Confirm it’s actually down.
Before anything else: down, or down for you? Put the URL into downforeveryoneorjustme.com or any “is it up” checker. Then try it from your phone on mobile data — not your wifi — and in a private browser window.
If it loads for the checker, the problem is on your side: local DNS, the office network, a VPN, a stale cache. Annoying, but invisible to your visitors — the emergency just became a nuisance. If the checker agrees it’s down, keep going.
Check the boring externals.
The most embarrassing outages have nothing to do with WordPress. Three quick lookups before touching any code:
- 01Domain expiry. Run a whois lookup on your domain. An expired domain is the most total outage there is, and the renewal warnings went to an inbox nobody reads.
- 02SSL certificate. If browsers show a security warning instead of an error page, your certificate has expired. Most hosting panels reissue one in minutes.
- 03Hosting status page and DNS. Check your host’s status page — if they’re having an incident, that’s your answer; skip to step six. And if anyone touched DNS in the last 48 hours, that change is your prime suspect.
Read the error like a map.
Whatever the browser shows you narrows the search enormously. Match the symptom:
| what you see | usually means | first move |
|---|---|---|
| White screen, nothing at all | Fatal PHP error — usually a plugin or the theme | Check email for the WordPress recovery link, then step 4 |
| 500 Internal Server Error | Server-side error — often a plugin or a broken .htaccess | Step 4; renaming .htaccess over SFTP is a fair second test |
| 502 / 503 / 504 | The server behind the site is overloaded or down | Usually the host's side — status page, then step 6 |
| Error establishing a database connection | Database credentials wrong or the database server is down | If you changed nothing, it's the host's — step 6 |
| Browser security warning | Expired or misconfigured SSL certificate | Reissue from the hosting panel (step 2) |
One shortcut worth knowing: since WordPress 5.2, many fatal errors email the site’s admin address a recovery-mode link. Search your inbox for “Your Site is Experiencing a Technical Issue” — that email names the exact plugin or theme at fault, which is the fastest diagnosis you will get today.
Ask the only question that matters: what changed?
Sites rarely fall over spontaneously. Did a plugin auto-update overnight? Did someone install something yesterday? Edit the theme? In our rescue work, the last change is the culprit in most self-inflicted outages — and updates are the most common last change.
If wp-admin is unreachable, you can still disable the suspect without touching the database, using the rename trick. Carefully:
- 01Connect to your server with SFTP or your host’s file manager and open wp-content/plugins/.
- 02Rename the suspect plugin’s folder — say, from woo-addon to woo-addon.off. Renaming the folder deactivates that one plugin. Nothing is deleted; nothing touches the database.
- 03Reload the site. If it comes back, you have your culprit: leave it off, and either roll it back to the previous version or contact its developer.
- 04No obvious suspect? Rename the whole plugins folder to plugins.off. If the site returns, rename it back — WordPress will have deactivated everything — then reactivate plugins one at a time in wp-admin until the site breaks again.
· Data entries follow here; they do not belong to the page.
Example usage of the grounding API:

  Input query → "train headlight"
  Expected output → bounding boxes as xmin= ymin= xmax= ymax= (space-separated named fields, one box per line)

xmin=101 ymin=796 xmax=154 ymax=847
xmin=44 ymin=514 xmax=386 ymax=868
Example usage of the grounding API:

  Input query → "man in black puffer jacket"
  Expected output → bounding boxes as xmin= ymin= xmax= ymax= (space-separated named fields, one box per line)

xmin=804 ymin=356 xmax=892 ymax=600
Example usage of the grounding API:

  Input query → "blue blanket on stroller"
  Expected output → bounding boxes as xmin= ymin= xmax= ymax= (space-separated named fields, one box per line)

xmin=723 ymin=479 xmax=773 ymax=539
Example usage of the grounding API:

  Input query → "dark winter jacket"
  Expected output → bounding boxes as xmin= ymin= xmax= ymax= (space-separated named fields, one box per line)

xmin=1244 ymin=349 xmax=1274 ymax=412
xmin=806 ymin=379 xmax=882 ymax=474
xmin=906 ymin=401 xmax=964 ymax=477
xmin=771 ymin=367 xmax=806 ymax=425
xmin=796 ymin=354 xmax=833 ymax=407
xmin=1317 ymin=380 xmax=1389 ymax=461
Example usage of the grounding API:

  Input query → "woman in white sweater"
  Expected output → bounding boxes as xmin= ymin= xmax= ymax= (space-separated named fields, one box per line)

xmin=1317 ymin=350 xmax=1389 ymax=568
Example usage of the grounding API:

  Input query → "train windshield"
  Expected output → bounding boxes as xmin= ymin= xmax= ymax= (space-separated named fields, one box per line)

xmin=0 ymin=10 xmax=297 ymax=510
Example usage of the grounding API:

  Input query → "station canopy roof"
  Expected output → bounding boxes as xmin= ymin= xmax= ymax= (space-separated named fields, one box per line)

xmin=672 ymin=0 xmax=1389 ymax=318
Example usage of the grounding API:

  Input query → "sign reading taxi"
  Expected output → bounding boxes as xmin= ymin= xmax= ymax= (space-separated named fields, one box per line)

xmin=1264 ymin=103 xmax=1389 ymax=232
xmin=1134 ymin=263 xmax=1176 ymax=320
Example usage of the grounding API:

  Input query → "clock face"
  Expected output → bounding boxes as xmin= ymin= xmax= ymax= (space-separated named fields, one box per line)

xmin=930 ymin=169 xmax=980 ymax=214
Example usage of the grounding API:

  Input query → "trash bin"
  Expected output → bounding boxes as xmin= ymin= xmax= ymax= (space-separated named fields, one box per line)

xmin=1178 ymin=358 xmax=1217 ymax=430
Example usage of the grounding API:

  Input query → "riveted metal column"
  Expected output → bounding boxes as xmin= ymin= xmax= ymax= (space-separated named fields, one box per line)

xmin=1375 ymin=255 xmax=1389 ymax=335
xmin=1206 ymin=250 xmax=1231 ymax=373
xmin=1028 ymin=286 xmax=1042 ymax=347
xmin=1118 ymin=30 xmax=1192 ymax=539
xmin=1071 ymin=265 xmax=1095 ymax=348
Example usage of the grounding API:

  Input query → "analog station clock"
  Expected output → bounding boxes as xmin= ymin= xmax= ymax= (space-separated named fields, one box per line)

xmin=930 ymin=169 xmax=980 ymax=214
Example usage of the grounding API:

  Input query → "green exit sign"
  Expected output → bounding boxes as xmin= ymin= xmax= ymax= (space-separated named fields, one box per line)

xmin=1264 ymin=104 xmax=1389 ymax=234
The last one you touched is the offender.
- 05Theme suspected? The same rename trick in wp-content/themes forces WordPress to fall back to a default theme, if one is installed.
Restore from backup — if you trust it.
If nothing above worked, or the site is visibly damaged — defaced, malware warnings, database errors that survive a host reboot — restoring the most recent clean backup is usually the fastest route back. One click on managed setups; a files-plus-database import elsewhere.
Two catches. First, everything since that backup — orders, form entries, edits — disappears unless you deliberately merge it back; know what you’re giving up before you click. Second, the big one: a restore is only as good as the backup behind it, and mid-outage is the worst possible moment to discover yours has been quietly broken for months. Whether you can trust a backup you’ve never tested is the entire subject of our backup strategy guide. Read it on a calmer day than this one.
Your problem, or the host’s?
Call the host when the evidence points below your site: their status page shows an incident, the error is a 502/503/504, the database server is unreachable and you changed nothing, or SFTP itself won’t connect. Open the ticket with what you’ve ruled out — “not the domain, not the SSL, all plugins disabled” — and you skip the first forty minutes of script.
It’s on you (or whoever maintains the site) when the timeline says update, install or edit. The host will confirm the server is healthy, and they’ll be right. That’s not a dead end — it’s a diagnosis: back to step four, or hand it to someone who does this every day.
Make the next one quieter.
Two habits turn outages from crises into blips. First, monitoring that tells you before a customer does: one-minute uptime checks mean you hear about a 4am outage at 4:01, not in a 9am email — our Extended plan checks every minute with instant alerts, and every plan at least every five.
Second, remove the most common cause: updates with a restore point, before/after screenshots and automatic rollback catch the regression before it becomes the outage. Between those two habits sits most of the difference between sites that go down monthly and sites that don’t.